Cheyenne wasn’t like that. The city wasn’t sprawling with hidden nooks to explore. The streets were laid out plainly, and the people were even plainer. Everything had the appearance of being straightforward here, although he knew what lurked beneath that veneer. He’d seen it really close, felt it, tasted it on his tongue… and every city had it.
The Motel 6 parking lot was so packed that there were no spaces available. He had to park across the street in the lot of a payday lender. He stepped out into the warm night air and lit a cigarette, taking a puff before he began the trek across the intersection.
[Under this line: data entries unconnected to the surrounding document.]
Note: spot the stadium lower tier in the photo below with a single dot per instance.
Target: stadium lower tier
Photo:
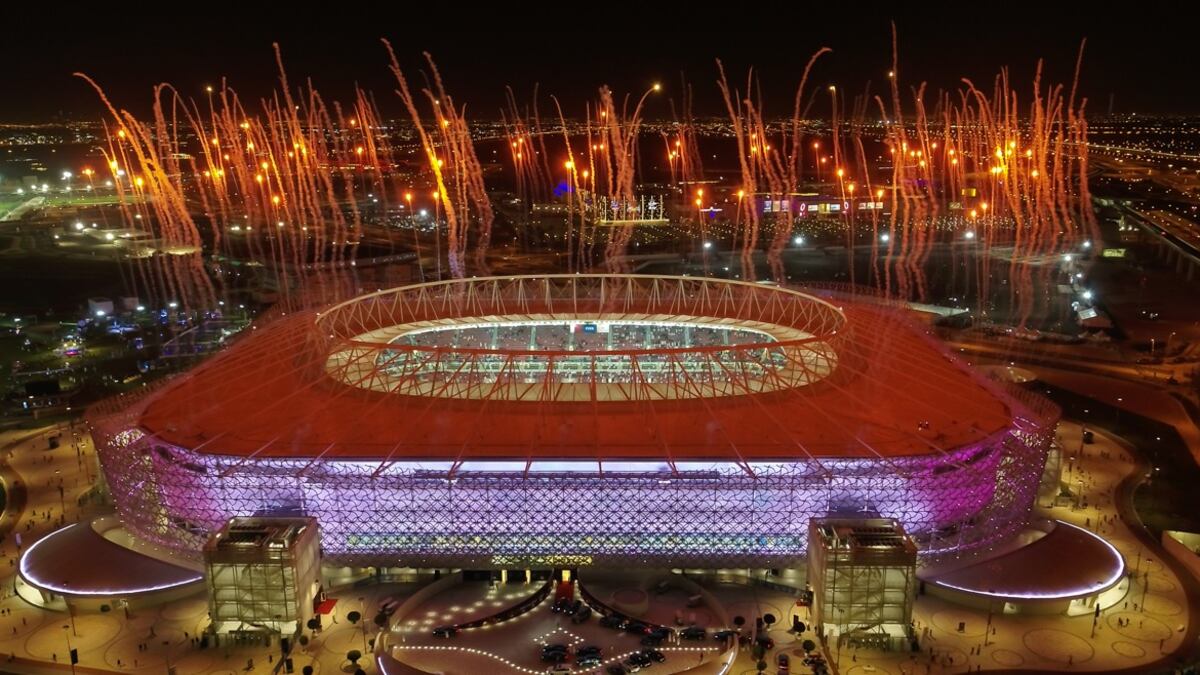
(513, 514)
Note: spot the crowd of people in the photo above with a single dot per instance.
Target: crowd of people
(448, 353)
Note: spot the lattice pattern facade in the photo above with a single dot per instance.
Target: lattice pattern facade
(442, 506)
(717, 515)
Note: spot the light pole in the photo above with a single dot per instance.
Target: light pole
(363, 620)
(69, 646)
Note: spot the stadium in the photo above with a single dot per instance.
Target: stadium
(568, 420)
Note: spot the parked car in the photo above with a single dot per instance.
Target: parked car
(612, 621)
(640, 659)
(553, 653)
(636, 627)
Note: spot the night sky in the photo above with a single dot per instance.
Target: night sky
(1145, 60)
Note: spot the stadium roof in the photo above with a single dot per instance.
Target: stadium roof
(891, 389)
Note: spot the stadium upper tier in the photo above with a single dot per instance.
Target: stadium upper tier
(597, 368)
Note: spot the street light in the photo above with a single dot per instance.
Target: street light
(70, 649)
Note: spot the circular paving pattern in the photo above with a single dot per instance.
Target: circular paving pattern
(1128, 649)
(863, 670)
(1140, 627)
(948, 620)
(196, 662)
(1008, 658)
(1059, 645)
(93, 632)
(341, 641)
(184, 610)
(23, 621)
(1162, 604)
(1161, 584)
(954, 655)
(126, 649)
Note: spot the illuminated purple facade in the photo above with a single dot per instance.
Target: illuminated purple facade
(565, 512)
(709, 515)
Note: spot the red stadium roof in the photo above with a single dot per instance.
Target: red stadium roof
(888, 390)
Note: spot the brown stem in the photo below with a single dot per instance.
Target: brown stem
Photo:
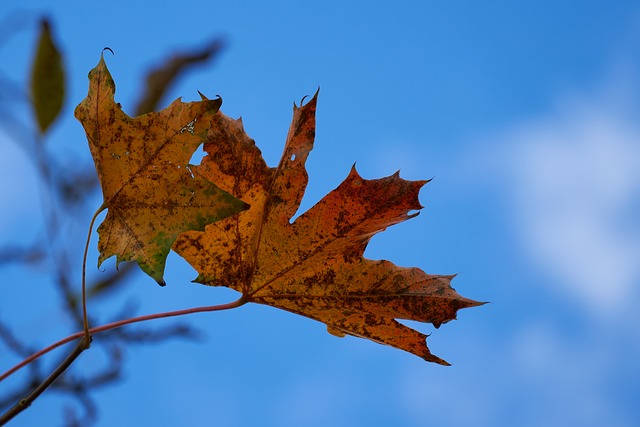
(237, 303)
(27, 401)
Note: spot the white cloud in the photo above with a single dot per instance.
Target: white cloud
(575, 179)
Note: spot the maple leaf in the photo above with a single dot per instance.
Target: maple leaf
(314, 266)
(143, 168)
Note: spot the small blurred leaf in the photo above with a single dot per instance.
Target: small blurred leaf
(47, 79)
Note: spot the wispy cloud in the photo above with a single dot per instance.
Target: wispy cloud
(575, 180)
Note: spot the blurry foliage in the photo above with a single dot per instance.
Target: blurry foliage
(63, 193)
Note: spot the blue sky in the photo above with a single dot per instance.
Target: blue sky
(524, 113)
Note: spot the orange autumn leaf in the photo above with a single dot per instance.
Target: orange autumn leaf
(143, 168)
(314, 266)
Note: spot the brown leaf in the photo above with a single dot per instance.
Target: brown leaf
(314, 266)
(47, 79)
(147, 184)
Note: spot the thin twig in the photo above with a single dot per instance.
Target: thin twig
(237, 303)
(27, 401)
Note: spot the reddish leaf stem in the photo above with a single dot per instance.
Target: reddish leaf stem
(237, 303)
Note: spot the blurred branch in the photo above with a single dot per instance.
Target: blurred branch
(62, 192)
(160, 80)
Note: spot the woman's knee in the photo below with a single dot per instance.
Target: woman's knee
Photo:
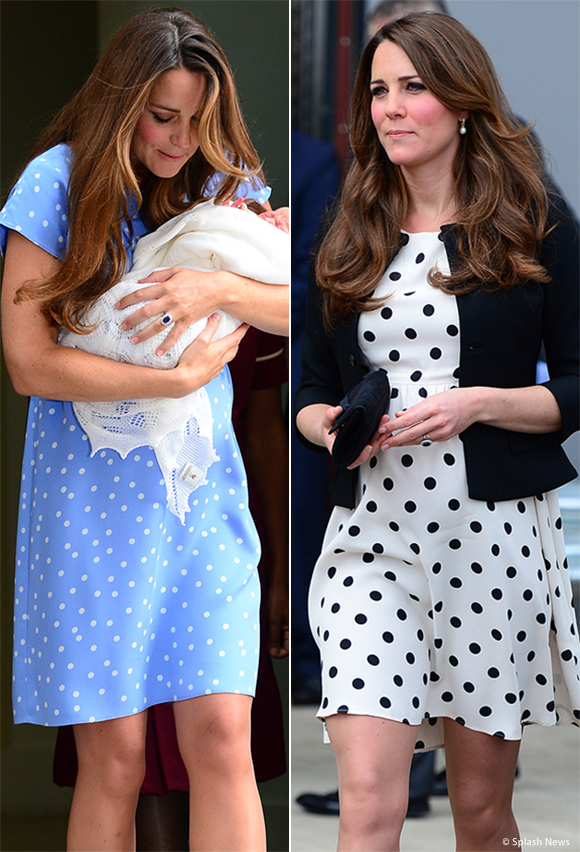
(114, 763)
(216, 733)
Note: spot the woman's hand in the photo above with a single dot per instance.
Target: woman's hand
(205, 358)
(184, 294)
(438, 418)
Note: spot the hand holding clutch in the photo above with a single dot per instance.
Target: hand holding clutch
(362, 408)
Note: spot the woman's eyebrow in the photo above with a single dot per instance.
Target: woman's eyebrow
(167, 109)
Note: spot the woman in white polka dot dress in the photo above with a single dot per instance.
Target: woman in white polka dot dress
(119, 606)
(441, 601)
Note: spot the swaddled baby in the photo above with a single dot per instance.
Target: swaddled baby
(207, 238)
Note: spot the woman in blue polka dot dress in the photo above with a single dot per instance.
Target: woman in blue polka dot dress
(441, 602)
(118, 605)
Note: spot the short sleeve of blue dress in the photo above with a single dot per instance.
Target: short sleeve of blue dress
(119, 606)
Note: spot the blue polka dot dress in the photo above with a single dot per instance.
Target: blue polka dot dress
(425, 603)
(118, 606)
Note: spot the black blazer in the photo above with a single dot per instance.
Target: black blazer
(501, 336)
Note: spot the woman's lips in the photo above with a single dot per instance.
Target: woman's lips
(171, 157)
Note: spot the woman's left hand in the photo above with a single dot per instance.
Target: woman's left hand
(186, 295)
(438, 418)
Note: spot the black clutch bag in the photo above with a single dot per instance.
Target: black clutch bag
(362, 408)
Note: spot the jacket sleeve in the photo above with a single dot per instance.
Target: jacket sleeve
(321, 380)
(561, 321)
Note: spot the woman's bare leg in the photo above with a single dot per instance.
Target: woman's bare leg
(373, 758)
(480, 779)
(213, 732)
(111, 757)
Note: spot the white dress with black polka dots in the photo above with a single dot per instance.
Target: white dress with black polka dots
(425, 603)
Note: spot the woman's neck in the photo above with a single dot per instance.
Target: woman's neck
(432, 201)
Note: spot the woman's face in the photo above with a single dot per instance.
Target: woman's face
(166, 136)
(414, 128)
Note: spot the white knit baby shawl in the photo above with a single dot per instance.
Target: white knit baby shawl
(208, 237)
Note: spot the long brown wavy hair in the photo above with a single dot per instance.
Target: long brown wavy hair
(98, 124)
(500, 196)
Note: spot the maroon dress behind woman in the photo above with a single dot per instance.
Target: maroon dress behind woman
(259, 364)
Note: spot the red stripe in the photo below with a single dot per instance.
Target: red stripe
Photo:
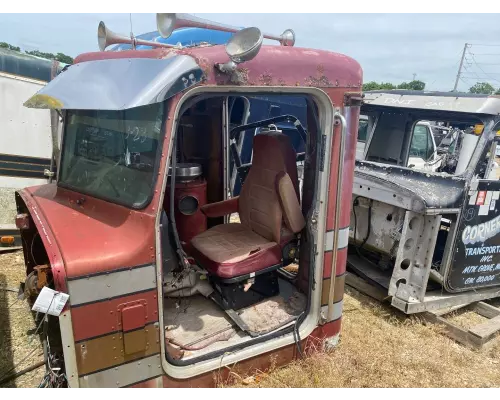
(341, 262)
(104, 317)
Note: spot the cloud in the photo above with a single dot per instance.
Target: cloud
(390, 46)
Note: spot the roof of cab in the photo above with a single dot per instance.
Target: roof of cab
(273, 66)
(437, 101)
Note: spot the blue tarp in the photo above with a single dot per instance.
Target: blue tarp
(184, 36)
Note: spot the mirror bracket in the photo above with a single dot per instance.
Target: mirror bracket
(228, 67)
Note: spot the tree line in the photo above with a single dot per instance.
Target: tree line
(61, 57)
(478, 88)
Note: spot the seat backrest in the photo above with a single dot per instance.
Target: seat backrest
(260, 208)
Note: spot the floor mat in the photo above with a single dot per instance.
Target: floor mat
(196, 323)
(270, 314)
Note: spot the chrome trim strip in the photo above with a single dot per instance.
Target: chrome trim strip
(342, 241)
(68, 344)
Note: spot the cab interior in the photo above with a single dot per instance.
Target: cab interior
(236, 250)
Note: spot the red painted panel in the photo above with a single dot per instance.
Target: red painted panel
(341, 262)
(103, 317)
(114, 236)
(271, 67)
(49, 242)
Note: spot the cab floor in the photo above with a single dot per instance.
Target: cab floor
(198, 326)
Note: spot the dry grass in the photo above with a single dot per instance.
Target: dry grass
(379, 347)
(17, 326)
(466, 318)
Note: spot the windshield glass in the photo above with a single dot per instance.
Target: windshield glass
(362, 130)
(112, 155)
(421, 144)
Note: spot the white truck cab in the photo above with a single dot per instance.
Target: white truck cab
(422, 151)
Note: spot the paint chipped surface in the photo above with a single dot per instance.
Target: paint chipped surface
(44, 101)
(434, 190)
(273, 66)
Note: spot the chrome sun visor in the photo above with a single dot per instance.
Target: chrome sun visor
(118, 84)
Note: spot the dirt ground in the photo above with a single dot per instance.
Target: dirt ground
(379, 348)
(19, 347)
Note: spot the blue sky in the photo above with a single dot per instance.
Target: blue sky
(390, 46)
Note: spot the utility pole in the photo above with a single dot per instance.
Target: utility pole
(460, 67)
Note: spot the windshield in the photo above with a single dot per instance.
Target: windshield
(421, 143)
(112, 155)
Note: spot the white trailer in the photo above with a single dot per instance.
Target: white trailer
(28, 136)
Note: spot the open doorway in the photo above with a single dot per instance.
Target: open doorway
(227, 282)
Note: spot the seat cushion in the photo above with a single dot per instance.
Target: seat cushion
(232, 250)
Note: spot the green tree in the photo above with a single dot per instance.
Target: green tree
(371, 86)
(4, 45)
(387, 86)
(416, 85)
(482, 88)
(49, 56)
(413, 85)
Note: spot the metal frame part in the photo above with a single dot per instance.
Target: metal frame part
(414, 256)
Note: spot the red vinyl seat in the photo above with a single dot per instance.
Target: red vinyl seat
(269, 202)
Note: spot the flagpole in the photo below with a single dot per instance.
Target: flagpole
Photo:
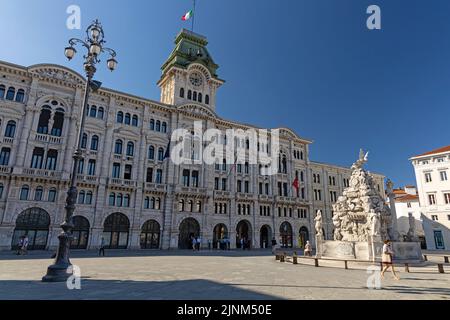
(193, 17)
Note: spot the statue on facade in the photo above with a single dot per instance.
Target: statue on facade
(374, 224)
(318, 221)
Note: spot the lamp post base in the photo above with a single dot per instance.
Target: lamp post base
(62, 269)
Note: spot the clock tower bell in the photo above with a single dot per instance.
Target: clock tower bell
(189, 74)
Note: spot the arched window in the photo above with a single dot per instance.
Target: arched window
(11, 94)
(93, 112)
(150, 235)
(116, 231)
(100, 113)
(160, 154)
(135, 121)
(130, 149)
(4, 156)
(10, 130)
(126, 201)
(118, 147)
(119, 200)
(38, 194)
(94, 143)
(120, 117)
(44, 118)
(20, 96)
(52, 195)
(127, 118)
(88, 197)
(58, 123)
(181, 205)
(159, 176)
(81, 197)
(24, 192)
(80, 233)
(84, 141)
(112, 199)
(153, 203)
(151, 153)
(33, 223)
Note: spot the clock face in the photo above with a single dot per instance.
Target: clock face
(196, 79)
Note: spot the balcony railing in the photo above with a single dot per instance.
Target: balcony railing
(90, 179)
(47, 138)
(123, 182)
(156, 187)
(5, 169)
(40, 173)
(8, 140)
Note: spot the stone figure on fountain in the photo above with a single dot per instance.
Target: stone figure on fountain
(361, 212)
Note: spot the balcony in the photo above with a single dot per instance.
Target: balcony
(245, 196)
(40, 173)
(155, 187)
(87, 179)
(48, 139)
(123, 182)
(5, 169)
(7, 140)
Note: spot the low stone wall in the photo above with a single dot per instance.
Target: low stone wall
(410, 251)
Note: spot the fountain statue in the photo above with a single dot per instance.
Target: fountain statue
(362, 221)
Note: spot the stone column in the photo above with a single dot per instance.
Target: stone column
(392, 229)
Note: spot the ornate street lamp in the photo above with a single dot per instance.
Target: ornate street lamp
(62, 269)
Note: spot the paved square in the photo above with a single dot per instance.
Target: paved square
(209, 275)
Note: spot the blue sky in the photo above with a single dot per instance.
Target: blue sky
(311, 65)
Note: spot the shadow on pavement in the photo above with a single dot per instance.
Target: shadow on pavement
(128, 290)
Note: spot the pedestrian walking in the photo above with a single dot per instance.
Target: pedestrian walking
(20, 245)
(387, 259)
(308, 249)
(25, 245)
(101, 251)
(194, 243)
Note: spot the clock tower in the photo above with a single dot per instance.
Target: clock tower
(189, 74)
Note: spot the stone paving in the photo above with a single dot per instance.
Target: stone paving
(186, 275)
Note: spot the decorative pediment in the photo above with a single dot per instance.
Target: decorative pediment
(197, 110)
(58, 73)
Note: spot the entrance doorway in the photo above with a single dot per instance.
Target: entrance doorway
(265, 237)
(188, 228)
(243, 235)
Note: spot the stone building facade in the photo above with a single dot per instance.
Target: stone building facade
(130, 195)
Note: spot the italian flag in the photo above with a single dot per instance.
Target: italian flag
(187, 16)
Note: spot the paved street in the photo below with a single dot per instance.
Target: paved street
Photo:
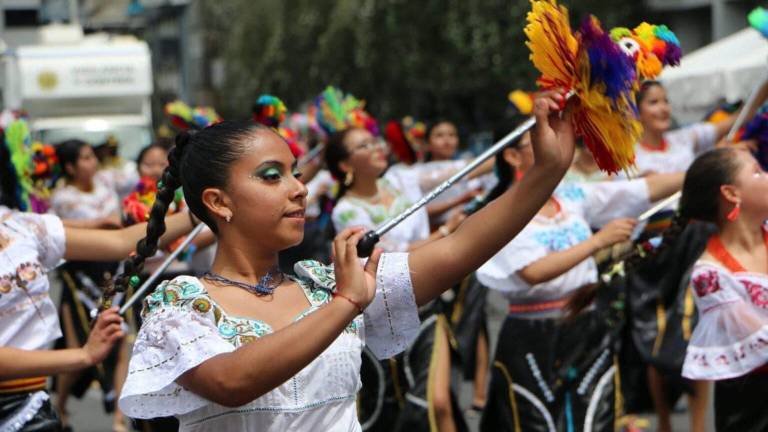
(88, 415)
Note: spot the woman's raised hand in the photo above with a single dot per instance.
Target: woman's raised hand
(553, 137)
(104, 334)
(353, 280)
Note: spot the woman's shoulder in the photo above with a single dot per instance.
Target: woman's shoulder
(182, 292)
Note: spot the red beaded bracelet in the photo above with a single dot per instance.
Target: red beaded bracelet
(354, 303)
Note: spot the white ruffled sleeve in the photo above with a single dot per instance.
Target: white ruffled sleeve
(605, 201)
(731, 337)
(51, 238)
(171, 341)
(501, 272)
(392, 318)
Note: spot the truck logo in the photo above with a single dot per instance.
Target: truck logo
(47, 80)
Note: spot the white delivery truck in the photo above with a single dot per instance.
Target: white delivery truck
(88, 87)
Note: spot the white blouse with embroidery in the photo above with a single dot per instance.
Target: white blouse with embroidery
(28, 318)
(583, 205)
(401, 185)
(683, 145)
(68, 202)
(184, 327)
(731, 337)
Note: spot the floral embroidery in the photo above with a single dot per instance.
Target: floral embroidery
(571, 192)
(757, 293)
(240, 331)
(706, 283)
(21, 277)
(564, 237)
(347, 216)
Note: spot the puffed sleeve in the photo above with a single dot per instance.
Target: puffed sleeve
(602, 202)
(501, 272)
(699, 136)
(171, 341)
(731, 337)
(51, 238)
(392, 318)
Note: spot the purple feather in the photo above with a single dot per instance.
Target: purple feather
(757, 129)
(608, 63)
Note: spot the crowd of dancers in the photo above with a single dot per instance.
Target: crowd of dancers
(271, 321)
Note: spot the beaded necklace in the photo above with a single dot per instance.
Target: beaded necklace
(266, 285)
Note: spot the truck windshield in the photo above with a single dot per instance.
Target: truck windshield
(130, 139)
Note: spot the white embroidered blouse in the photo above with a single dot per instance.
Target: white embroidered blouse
(68, 202)
(401, 185)
(731, 337)
(583, 206)
(683, 145)
(184, 327)
(28, 318)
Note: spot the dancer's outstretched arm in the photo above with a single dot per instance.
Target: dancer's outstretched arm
(115, 245)
(440, 264)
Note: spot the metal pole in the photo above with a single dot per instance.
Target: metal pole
(366, 244)
(661, 205)
(742, 118)
(168, 260)
(307, 158)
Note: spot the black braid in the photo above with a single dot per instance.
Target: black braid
(147, 247)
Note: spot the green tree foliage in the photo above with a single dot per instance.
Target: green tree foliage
(456, 59)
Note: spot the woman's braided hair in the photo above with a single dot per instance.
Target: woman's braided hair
(699, 202)
(199, 160)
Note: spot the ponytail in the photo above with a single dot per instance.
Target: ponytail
(147, 247)
(638, 257)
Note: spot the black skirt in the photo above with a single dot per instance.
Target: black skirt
(740, 403)
(28, 412)
(552, 375)
(418, 361)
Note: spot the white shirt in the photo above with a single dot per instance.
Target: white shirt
(184, 327)
(28, 318)
(69, 202)
(731, 336)
(683, 145)
(403, 186)
(583, 205)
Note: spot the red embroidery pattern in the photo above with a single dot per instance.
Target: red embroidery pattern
(757, 293)
(706, 283)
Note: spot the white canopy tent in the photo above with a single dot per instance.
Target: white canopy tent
(726, 70)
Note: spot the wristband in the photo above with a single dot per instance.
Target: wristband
(444, 231)
(354, 303)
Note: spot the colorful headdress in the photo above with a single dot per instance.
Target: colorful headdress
(651, 47)
(185, 117)
(337, 111)
(414, 130)
(597, 70)
(757, 129)
(270, 111)
(34, 166)
(758, 19)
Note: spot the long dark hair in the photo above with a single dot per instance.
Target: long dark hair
(335, 153)
(699, 202)
(645, 86)
(199, 160)
(8, 181)
(68, 152)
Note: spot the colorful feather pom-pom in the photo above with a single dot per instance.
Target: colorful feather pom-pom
(185, 117)
(336, 111)
(650, 46)
(269, 110)
(601, 75)
(758, 19)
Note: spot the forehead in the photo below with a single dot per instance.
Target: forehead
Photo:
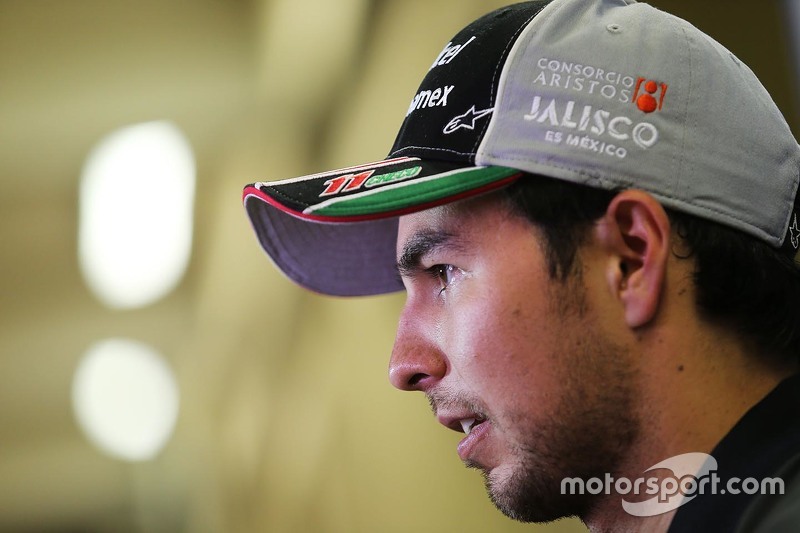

The girls were already out, more of them than before. The new ones were more beautiful and didn’t have the worn appearance of junkies and alcoholics. Housewife hookers… women who came out part time to sell themselves, usually behind their husbands’ backs. In his time in the vice squad, Baudin had even busted a medical doctor who would sell herself through Backpage when she grew bored. Baudin didn’t fully understand it but believed it came from some need to degrade themselves. He tried talking to them about it, but their insights into themselves were clouded with layers of rationalizations and denial. Most of them hadn’t the slightest idea what they were doing out on the streets.
He passed groups of women who smiled and asked him innocuous questions, awkwardly gauging his interest. Keeping his head low, he sucked at his cigarette, amazed at his sudden realization that there was no litter on the sidewalks.